We don’t need three or four jokes, exactly. “Mixed Chorus,” another poem from At the Foundling Hospital, structurally enacts how cultural diversity assembles itself in real time:
My name is Israel Beilin. My father
Was a Roman slave who gained his freedom.
I was first named Ralph Waldo Ellison but
I changed it to the name of one of your cities
Because I was born a Jew in Byelorussia.
I sit with Shakespeare and he winces not.
My other name is Flaccus. I wrote an essay
On the theme You Choose Your Ancestors.
Lineage is made by design. Choosing is not a partial act of taste but begins like an accumulation of necessity. By way of its mixing, the poem emphasizes causal relations between the different parts: the name changes because “I was born a Jew in Byelorussia,” because “my father / Was a Roman slave who gained his freedom.” A foundling, after all, is the English word for orphan, a deserted infant then raised in the care of other adults. The full Ralph Ellison quote that Pinsky references, from a 1964 issue of Time magazine, reads: “Some people are your relatives but others are your ancestors, and you choose the ones you want to have as ancestors. You create yourself out of those values.” Even with a stronghold on one’s own sense of identity, of how culture shaped their sense of the present, the poem tells us: everyone is by nature a foundling.

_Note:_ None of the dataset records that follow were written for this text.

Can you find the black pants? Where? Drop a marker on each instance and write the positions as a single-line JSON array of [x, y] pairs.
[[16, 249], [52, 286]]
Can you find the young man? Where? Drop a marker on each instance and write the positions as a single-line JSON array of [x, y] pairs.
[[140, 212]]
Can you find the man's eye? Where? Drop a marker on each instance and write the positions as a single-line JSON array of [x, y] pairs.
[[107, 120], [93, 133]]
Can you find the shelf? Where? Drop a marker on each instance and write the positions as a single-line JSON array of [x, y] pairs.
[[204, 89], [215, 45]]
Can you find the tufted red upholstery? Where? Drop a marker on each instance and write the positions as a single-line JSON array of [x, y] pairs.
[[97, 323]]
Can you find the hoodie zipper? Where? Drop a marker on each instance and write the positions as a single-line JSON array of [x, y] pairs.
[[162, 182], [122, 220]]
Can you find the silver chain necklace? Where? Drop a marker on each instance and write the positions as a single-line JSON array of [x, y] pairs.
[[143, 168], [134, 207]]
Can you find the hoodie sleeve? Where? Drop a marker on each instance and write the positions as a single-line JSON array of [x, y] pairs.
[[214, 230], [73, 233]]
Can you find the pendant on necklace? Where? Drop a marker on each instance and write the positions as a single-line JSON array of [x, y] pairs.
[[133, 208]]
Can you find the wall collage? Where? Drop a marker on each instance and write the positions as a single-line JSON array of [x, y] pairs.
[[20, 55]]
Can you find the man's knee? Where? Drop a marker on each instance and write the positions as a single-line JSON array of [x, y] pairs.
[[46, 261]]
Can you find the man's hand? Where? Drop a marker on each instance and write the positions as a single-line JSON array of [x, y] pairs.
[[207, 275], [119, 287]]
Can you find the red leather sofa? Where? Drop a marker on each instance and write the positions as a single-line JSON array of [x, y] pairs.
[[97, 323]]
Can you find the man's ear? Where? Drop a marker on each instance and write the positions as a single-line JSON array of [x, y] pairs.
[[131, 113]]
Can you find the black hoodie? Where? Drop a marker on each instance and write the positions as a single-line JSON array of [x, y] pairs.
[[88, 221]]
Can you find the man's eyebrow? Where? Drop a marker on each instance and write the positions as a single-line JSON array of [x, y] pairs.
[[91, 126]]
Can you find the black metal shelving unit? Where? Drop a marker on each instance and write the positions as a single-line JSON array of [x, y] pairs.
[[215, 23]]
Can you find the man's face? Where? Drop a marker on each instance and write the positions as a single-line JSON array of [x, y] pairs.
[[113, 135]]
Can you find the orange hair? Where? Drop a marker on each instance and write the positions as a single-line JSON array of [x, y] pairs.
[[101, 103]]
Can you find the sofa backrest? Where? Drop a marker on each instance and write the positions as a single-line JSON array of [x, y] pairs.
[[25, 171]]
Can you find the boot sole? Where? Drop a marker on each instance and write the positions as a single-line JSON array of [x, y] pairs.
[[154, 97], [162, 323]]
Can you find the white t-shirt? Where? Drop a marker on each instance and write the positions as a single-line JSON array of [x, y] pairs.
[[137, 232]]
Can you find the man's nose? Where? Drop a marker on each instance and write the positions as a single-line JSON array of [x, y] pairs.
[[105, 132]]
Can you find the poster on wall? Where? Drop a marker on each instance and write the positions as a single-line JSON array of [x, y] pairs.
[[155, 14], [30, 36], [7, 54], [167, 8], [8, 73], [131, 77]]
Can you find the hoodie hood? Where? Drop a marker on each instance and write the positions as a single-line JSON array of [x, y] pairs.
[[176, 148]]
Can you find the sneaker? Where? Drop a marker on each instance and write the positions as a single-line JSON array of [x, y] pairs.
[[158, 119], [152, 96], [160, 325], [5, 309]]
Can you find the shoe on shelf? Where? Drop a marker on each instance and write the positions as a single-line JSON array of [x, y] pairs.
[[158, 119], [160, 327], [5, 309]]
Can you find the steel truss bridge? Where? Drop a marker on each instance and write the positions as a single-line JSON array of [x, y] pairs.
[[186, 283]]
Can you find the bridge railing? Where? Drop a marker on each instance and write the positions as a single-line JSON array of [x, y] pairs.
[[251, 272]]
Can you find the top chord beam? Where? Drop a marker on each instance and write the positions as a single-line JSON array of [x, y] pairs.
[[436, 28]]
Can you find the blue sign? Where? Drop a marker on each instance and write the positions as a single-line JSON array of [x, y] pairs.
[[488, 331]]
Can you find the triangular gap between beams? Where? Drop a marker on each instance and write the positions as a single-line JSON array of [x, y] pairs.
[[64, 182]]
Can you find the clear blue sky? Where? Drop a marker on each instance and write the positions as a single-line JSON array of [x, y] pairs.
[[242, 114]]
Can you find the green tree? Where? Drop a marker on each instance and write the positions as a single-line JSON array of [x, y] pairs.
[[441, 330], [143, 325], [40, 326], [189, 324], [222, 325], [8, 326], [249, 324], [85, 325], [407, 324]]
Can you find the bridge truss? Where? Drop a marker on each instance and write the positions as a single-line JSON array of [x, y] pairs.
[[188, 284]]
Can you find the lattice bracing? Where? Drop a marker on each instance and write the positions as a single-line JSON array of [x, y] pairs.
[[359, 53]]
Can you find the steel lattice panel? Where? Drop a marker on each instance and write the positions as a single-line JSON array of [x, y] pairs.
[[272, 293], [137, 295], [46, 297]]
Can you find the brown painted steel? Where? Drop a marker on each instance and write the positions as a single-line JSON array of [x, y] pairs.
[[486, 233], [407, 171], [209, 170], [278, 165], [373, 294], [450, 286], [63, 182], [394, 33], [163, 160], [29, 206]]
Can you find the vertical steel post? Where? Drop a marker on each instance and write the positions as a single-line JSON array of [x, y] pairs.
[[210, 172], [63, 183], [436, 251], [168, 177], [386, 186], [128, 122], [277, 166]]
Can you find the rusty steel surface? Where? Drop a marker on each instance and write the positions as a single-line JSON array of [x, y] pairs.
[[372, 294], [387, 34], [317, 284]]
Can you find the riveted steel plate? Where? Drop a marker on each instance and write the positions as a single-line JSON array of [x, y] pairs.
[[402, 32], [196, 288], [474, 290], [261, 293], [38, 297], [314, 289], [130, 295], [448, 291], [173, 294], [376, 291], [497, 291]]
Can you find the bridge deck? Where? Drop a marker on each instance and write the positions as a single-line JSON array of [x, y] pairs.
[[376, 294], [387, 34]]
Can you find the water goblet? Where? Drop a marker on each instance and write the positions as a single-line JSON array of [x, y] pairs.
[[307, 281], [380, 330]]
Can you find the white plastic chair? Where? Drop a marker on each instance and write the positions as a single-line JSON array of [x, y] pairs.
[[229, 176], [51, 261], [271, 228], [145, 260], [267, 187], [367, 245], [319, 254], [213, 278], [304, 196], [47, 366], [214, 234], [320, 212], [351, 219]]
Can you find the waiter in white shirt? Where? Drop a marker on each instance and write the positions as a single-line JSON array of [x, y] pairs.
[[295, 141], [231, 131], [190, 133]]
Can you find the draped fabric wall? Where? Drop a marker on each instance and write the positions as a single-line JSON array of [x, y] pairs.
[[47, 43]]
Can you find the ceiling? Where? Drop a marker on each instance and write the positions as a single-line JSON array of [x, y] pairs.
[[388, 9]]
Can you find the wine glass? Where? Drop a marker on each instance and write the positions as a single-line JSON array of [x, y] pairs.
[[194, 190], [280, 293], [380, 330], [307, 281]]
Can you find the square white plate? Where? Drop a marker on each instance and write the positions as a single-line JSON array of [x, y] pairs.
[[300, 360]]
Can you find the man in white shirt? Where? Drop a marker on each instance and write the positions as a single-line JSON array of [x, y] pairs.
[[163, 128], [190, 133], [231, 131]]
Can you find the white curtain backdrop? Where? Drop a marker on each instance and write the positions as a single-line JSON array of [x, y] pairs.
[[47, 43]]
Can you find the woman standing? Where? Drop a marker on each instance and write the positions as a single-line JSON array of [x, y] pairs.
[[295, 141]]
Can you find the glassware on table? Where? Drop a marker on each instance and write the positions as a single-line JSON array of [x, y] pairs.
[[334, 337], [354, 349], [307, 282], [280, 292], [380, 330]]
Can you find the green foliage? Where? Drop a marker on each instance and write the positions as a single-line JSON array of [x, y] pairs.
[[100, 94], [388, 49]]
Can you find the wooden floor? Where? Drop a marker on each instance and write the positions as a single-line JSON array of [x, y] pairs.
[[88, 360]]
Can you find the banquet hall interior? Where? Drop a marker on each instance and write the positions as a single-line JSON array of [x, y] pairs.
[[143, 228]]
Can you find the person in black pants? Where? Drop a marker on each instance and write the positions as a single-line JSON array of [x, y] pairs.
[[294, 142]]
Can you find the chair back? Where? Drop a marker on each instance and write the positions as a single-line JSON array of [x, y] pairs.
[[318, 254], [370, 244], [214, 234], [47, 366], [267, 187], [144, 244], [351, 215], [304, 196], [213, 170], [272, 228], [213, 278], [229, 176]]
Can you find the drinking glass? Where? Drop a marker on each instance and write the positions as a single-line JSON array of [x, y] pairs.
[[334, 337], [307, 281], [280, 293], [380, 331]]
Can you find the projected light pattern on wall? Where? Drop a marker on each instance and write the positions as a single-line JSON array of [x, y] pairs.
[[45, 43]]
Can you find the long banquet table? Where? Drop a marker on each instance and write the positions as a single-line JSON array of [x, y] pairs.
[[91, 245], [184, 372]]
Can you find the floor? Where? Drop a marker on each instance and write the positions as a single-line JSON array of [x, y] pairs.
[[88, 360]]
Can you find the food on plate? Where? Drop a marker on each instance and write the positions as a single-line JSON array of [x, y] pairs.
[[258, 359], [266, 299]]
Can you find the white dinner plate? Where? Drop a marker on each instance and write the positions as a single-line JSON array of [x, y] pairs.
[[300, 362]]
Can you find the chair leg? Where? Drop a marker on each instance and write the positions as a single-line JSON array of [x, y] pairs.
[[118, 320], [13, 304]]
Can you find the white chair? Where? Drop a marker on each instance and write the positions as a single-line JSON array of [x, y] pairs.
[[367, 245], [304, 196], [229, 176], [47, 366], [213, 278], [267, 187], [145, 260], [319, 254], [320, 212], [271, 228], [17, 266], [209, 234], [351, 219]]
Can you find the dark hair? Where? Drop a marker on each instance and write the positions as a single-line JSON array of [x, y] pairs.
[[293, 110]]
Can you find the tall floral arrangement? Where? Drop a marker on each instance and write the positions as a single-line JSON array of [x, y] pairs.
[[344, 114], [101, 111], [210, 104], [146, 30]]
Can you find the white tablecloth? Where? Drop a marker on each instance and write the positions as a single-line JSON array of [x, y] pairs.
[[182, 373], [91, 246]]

How far does poetry extend into the culture, if at all? In “The Forgetting,” a poem from his 2007 volume Gulf Music, Pinsky collects “memory of so much crap, jumbled with so much that seems to matter,” and through this accumulation surrounds himself with the objects that have shaped his sense of time: “the forgetting I notice most as I get older is really a form of memory.” His mass forgetting takes place in a fantastical poetry event resembling a circus: “Imagine!—a big tent filled with mostly kids, yelling for poetry. In fact / It happened, I was there in New Jersey at the famous poetry show.” The dream-like wish for immediacy—or how the poet remembers the immediacy of culture in his childhood—allows the poem to forget; the distrust and comfort that these words in these lines will do the remembering for him. These disconnected parts make a new kind of memory, one that is not created by occasion but through a discursive assembling. It does not matter whether the poetry circus of his childhood happened—of course, there is no mention of a poetry circus in Jersey Breaks—what matters is the poem’s insistence that it did.